An efficient method for RT development had been a long-standing challenge in the field and had proven tricky to develop for a number of reasons. In vitro evolution methods rely on the formulation of a “genetic package” - a linkage between the genetic information encoding the protein / nucleic acid under adaptive interrogation (the genotype) and its functionality (the phenotype). In the case of XNA RT function, this involves a XNA template (often in short supply) provided extraneously as a substrate. The solution we came up with leverages water-in-oil emulsion droplets to compartmentalize the reverse transcription reaction and magnetic microbeads to link the genotype (the plasmid containing the RT gene) to the phenotype (the synthesized cDNA), which can be read out using complementary fluorescent probes. The use of microbeads also conveniently links the method to the power of modern flow cytometry instruments, which allow high-throughput, tunable and multi-modal sorting of bead “phenotypes”.
Using this strategy (which we call compartmentalized bead labelling (CBL)), we discovered a range of XNA-RTs with improved or novel activities during genetic information transfer from 2’OMe-RNA, HNA, AtNA, MOE and MOE-phosphorothioate templates (Fig. 1). These evolved XNA-RTs expand the XNA toolbox for SELEX selections and have already proven essential for the analysis of the properties of random sequence oligomer pools2. In future, they may also be useful for quantifying levels of anti-sense oligonucleotides candidates in vivo.
Figure 1. Chemical structures of nucleic acid chemistries which CBL evolved RTs can reverse transcribe.

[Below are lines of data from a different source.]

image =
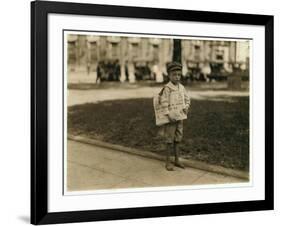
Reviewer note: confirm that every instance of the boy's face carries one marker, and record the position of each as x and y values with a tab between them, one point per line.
175	76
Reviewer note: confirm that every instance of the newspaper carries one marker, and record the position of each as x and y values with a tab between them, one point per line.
176	107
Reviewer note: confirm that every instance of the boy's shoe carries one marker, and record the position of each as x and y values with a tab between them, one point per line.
169	167
179	164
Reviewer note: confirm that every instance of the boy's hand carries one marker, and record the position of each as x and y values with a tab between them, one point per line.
185	111
171	118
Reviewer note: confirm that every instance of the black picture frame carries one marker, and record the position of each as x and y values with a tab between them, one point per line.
39	112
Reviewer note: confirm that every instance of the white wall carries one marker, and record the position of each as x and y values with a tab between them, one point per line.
15	104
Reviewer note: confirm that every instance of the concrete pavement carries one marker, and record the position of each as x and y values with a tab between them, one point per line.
91	167
95	95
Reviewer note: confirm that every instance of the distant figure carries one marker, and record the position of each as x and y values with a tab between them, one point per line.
131	71
206	70
173	107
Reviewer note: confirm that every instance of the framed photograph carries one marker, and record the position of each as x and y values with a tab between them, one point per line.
144	112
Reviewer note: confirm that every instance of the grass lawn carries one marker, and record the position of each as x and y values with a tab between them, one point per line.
216	132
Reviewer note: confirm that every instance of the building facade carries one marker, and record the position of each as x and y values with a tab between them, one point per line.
94	58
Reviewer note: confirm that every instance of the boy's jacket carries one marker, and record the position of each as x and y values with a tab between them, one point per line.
171	100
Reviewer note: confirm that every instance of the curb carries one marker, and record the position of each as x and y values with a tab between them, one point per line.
187	162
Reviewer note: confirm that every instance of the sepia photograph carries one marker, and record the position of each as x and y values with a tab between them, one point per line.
154	111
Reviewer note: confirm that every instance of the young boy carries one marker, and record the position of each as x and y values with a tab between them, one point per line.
175	103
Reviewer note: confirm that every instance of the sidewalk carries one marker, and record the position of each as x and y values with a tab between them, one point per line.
91	167
95	95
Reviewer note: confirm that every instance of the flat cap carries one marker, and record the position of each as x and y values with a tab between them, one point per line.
174	66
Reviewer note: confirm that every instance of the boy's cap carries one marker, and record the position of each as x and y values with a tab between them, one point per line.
174	66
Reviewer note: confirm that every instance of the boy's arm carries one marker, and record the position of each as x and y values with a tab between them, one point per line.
164	100
186	101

But CBL has a wider range of uses. Commonly used RTs derive mainly from retroviruses with an elevated mutation rate, which aids viral escape from the immune system. Reverse transcription is therefore generally more error-prone than DNA replication. RTs have been engineered by screening and evolution including a recent high-fidelity RT that is able to use exonucleolytic proofreading during cDNA synthesis3. We also applied CBL to this problem and - by carefully tailoring methods to select for improved fidelity during RNA reverse transcription - isolated RT variants with some of the highest cDNA synthesis fidelities ever described even in the absence of proofreading.
A key feature of CBL is the ability to freely define both the template and substrate chemistries involved. This opens the door for the engineering of RTs for the interconversion of many different XNAs into each other including the possibility of non-canonical “transliterations” between genetic polymers or the readout of chemical or structural signatures in the template strand.
- Taylor, A. I., Houlihan, G. & Holliger, P. Beyond DNA and RNA: The Expanding Toolbox of Synthetic Genetics. Cold Spring Harb. Perspect. Biol. 11, a032490 (2019).
- Mutschler, H. et al. Random-sequence genetic oligomer pools display an innate potential for ligation and recombination. eLife. 7, e43022 (2018).
- Ellefson, J. W. et al. Synthetic evolutionary origin of a proofreading reverse Science. 352, 1590–1593 (2016).